While two of these can be dealt with in some creative way or another, the shared opinion on the amount of personal information requested being superfluous is surprising to say the least and will prove difficult to conciliate.
Measures are in place to protect the customer’s best interest in terms of security, while the industry pours hefty investments into staying on top of KYC and AML regulations. Signicat however noted that the process of IDing customers differs between financial service providers, some of which unfortunately lacking digital compatibility or fail to consider local market nuances, eventually creating a poor user experience.
“While digital identity makes onboarding quicker, this better experience makes for higher expectations from consumers—and increased abandonment if these are not met,” added Hattel.
On that note, the report presents the so-called ‘expectation paradox’ – countries where more advanced digital identity schemes such as BankID have been deployed do not necessarily host consumers that are less likely to abandon an application.

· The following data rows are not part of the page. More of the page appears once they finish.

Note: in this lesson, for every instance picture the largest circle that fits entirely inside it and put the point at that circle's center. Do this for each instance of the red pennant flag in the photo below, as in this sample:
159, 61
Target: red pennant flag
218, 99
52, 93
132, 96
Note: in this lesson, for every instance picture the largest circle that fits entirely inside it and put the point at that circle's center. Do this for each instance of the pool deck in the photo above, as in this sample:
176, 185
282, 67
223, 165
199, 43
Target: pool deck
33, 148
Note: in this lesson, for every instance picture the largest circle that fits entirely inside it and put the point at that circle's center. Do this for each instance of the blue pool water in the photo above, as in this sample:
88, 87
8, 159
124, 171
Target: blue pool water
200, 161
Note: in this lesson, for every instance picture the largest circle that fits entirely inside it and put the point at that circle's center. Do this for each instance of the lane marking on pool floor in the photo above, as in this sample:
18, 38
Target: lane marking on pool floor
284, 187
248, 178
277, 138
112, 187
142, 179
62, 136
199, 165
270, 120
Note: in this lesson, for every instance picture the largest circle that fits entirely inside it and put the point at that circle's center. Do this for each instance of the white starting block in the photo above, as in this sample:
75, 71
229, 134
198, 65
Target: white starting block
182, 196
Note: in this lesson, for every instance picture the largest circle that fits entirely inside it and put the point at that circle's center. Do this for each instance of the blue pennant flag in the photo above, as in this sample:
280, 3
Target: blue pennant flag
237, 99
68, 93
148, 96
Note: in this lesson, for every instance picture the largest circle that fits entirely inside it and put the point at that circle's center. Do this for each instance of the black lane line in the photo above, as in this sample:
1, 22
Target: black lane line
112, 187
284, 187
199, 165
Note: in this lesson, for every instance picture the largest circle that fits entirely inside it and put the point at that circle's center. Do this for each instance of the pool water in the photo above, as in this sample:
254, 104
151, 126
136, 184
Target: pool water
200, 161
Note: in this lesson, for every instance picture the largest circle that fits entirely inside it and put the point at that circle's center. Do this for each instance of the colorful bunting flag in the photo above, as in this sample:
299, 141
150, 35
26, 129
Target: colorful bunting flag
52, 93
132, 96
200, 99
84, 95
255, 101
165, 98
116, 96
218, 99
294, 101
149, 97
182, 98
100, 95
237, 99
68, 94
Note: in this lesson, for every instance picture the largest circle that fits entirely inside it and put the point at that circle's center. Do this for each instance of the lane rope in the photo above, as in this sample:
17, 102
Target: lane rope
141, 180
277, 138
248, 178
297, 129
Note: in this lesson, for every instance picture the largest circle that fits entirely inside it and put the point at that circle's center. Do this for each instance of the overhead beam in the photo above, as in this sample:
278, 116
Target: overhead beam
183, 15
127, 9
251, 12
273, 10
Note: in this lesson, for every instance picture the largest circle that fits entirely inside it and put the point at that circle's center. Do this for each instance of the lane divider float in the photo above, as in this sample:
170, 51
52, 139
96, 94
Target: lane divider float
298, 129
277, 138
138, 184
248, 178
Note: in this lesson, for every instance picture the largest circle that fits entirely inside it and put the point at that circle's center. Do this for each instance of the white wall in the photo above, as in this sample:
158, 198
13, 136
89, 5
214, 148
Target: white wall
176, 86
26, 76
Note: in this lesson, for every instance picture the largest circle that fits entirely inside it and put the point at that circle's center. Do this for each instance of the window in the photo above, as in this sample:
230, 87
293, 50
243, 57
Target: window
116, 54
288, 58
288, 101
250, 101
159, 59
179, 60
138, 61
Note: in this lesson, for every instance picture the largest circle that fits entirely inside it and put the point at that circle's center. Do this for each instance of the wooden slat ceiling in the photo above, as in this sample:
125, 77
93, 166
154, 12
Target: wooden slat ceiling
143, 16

On the contrary, statistics show that users in mature markets are more demanding and exhibit less patience with bad user experiences than those using financial applications in less developed markets.
“The key to creating a better onboarding experience is an in-depth knowledge of the market, an understanding of consumer behaviour and the ability to offer multiple onboarding methods,” Hattel concluded.
Expert Analysis: The focus and importance on efficiency and seamlessness within the payment journey has recently increased at a rapid rate. This focus is undoubtedly something that should be mirrored by the AML and KYC strategy of larger financial institutions if they are to maintain positive customer retention.